The importance of pre-operative labeling can not be overemphasized. Negligent marking can lead to asymmetry and undesirable deformation of the contour. The protruding cords of the hypodermic neck muscles and hanging skin folds should also be labeled prior to surgery for better orientation when correcting them.
Anesthesia with Liposuction on the Face and Neck Liposuction on the neck and face is usually performed under local infiltration anesthesia and may additionally require intravenous sedation. However, patients have the right to choose, and some are even inclined to general anesthesia. When liposuction is combined with other rejuvenating operations, such as rhinoplasty or rhytidectomy, patients usually prefer general anesthesia.

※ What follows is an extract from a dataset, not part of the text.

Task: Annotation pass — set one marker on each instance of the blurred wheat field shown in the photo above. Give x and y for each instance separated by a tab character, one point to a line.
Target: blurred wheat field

Tumescence technique on the face and neck, which is not often used in our practice, consists in using solutions of 0.5% lidocaine with adrenaline 1: 200000 and hypotonic saline solution. If the patient is anesthetized, the diluted solution of epinephrine is used infusion. In addition to local infiltration, 0.25% solution of bupivacaine hydrochloride (marcaine) with epinephrine at the Erba point, in the region of the sub-chin nerve and around the area planned for treatment is applied, which provides a longer anesthesia. After the administration of solutions, it is important to wait 15 minutes to develop a vasoconstrictor and anesthetic effect of the hypotonic solution. If hypotonic solution is not used, anesthesia and vasoconstriction are provided by infiltration of a 1% solution of lidocaine with adrenaline 1: 100,000. With this technique, regional blockades are also used. Usually, 15-20 ml of anesthetic is added to the neck, supplemented by the introduction of another 10 ml into each operative area on the face. The planning of the operation should include a detailed list of drugs with the maximum dose of anesthetic for this patient; at the same time at hand should be the basic means for resuscitation. If the anesthetic solution is prepared by an assistant, each syringe must be appropriately labeled.